I’m burnt out.
Simple as that. There’s no point in me weighing my words or giving this post a funny little introduction. Because there ain’t nothing funny about this. Those three words can’t, to me, be spun into something they’re not.
It’s important for me to write it down as plainly as this. It’s important in times like this, when health both mental and physical are collaborating to create a giant and painful fog around me, that I write it down like this. It’s like sending myself a semaphore message though the fog – a Norman-from-Bake-Off-esque missive in written form, which I can come back to and read so I can remind myself that this is what’s going on.

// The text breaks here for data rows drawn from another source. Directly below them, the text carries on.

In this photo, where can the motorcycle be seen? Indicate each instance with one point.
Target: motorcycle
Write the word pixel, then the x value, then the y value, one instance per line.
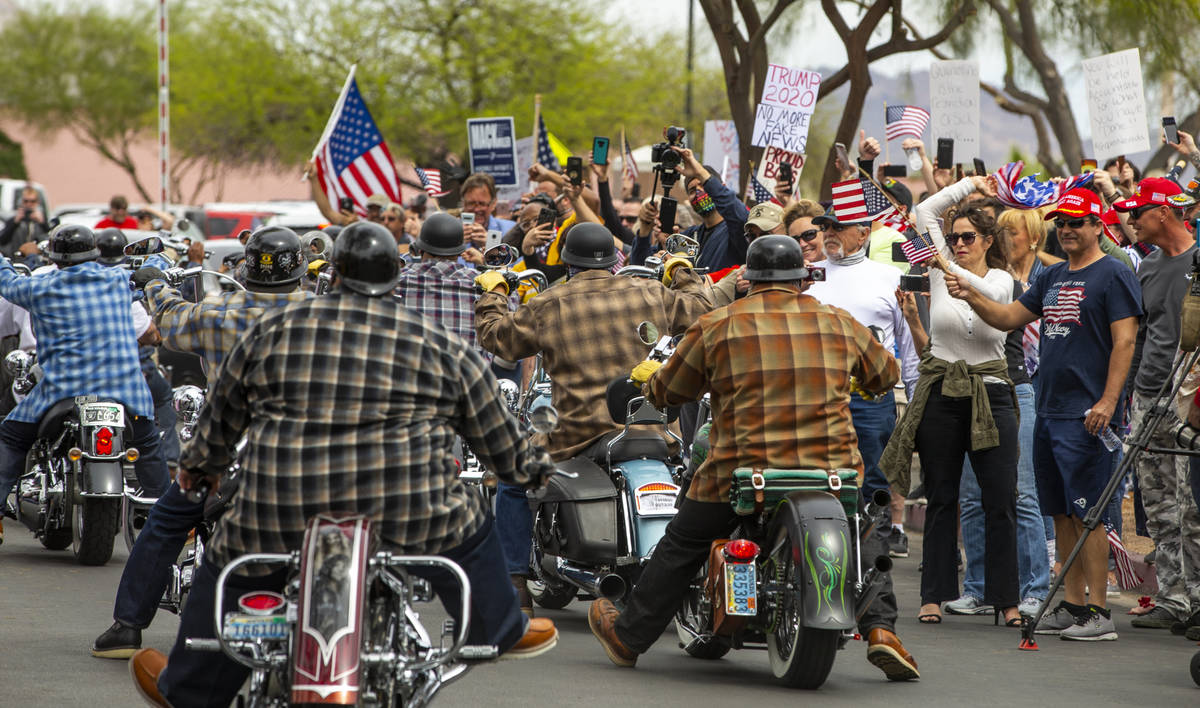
pixel 346 628
pixel 593 533
pixel 70 495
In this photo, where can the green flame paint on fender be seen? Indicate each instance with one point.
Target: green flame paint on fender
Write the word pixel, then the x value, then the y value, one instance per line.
pixel 832 575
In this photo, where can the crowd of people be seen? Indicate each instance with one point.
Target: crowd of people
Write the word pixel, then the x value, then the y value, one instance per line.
pixel 1000 357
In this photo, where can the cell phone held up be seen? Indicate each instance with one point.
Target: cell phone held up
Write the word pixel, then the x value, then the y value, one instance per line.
pixel 575 171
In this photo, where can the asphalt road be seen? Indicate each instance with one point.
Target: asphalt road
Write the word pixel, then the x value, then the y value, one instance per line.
pixel 51 609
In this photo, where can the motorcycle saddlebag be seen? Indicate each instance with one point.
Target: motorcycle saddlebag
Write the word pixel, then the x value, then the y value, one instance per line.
pixel 579 516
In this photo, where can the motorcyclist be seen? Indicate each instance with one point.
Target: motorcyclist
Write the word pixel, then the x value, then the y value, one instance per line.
pixel 87 345
pixel 351 402
pixel 778 366
pixel 209 329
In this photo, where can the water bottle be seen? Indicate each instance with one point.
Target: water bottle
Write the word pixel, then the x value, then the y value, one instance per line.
pixel 1110 439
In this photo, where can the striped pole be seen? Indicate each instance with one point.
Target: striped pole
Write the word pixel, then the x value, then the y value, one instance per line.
pixel 163 109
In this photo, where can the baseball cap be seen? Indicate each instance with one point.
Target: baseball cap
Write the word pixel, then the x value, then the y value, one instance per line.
pixel 1156 191
pixel 766 216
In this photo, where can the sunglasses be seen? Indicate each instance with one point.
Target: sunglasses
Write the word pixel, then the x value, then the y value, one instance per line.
pixel 1075 223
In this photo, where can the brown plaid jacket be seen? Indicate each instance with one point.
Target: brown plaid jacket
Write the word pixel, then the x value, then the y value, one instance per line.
pixel 777 365
pixel 587 333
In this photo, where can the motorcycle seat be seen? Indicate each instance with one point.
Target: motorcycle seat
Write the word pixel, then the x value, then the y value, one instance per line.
pixel 635 445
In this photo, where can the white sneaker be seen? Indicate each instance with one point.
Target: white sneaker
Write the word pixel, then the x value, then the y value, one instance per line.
pixel 966 605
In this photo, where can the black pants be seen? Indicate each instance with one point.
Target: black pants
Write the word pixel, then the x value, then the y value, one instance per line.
pixel 682 553
pixel 943 438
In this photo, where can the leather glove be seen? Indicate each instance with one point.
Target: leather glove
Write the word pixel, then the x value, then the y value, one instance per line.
pixel 143 276
pixel 671 264
pixel 489 280
pixel 643 371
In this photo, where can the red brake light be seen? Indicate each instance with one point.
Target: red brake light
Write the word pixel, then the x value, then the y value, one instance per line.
pixel 261 603
pixel 742 550
pixel 105 441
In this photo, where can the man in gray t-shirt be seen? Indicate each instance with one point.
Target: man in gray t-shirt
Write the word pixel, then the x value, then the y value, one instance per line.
pixel 1163 479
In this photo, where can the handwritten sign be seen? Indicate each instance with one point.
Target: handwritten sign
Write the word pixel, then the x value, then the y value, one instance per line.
pixel 720 145
pixel 954 106
pixel 1116 105
pixel 791 88
pixel 493 149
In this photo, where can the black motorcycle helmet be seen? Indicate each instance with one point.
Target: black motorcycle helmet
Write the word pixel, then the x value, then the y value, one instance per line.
pixel 774 258
pixel 441 235
pixel 111 243
pixel 589 245
pixel 274 257
pixel 366 258
pixel 71 245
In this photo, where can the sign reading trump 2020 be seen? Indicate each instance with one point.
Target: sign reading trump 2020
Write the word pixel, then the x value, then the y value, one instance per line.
pixel 493 149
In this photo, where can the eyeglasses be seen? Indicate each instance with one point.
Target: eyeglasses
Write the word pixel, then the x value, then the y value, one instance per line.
pixel 967 238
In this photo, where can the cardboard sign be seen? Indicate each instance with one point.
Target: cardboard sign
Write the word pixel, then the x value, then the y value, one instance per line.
pixel 954 106
pixel 791 88
pixel 493 149
pixel 1116 105
pixel 721 149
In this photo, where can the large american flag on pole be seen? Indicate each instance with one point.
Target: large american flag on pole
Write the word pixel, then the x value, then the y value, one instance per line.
pixel 352 157
pixel 905 120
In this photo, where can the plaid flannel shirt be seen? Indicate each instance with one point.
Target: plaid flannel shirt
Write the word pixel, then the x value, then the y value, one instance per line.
pixel 587 333
pixel 87 343
pixel 352 403
pixel 211 328
pixel 777 365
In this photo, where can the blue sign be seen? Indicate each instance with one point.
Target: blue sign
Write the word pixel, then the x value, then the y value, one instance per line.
pixel 493 149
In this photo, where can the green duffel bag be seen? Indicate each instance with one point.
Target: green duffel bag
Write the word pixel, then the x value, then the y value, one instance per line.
pixel 755 490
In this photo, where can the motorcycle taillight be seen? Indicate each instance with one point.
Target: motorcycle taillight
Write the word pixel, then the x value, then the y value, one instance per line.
pixel 261 603
pixel 103 441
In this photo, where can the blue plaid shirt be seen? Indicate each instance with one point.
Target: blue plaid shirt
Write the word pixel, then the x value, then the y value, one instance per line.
pixel 85 339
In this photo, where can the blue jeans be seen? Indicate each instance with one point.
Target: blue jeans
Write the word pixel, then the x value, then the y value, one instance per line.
pixel 148 569
pixel 874 423
pixel 1032 565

It helps. Just like I use Spoon Theory to express how this feels to others, this is how I express myself to… well, ehm… myself. I am burnt out. And it’s okay to sit down and re-evaluate for a second. Take breaths. Relax shoulders. Rest and sit with self in some weird form of peace.
I’m writing this down now because in the last few days especially, I have been angry with myself for not “being more productive”. Full on, red-hot, how-dare-you-you-silly-shit rage. Which in itself is completely anti-productive as it sends you into this weird cycle of apologising to yourself for no reason as you go into overdrive trying to keep up with doing everything this anger is telling you you’re “meant” to be doing but aren’t doing. “Meant” to be doing is the key here – because your brain will start making shit up that really isn’t essential or time sensitive or something and then it’ll start shouting at you because this thing that isn’t of the essence/deadline-sensitive is something you should have already done. Twice.
I’m burnt out. Day job, tiring brain, tiring body, Weird Cycle of Shit I’m Supposedly Meant To Be Doing.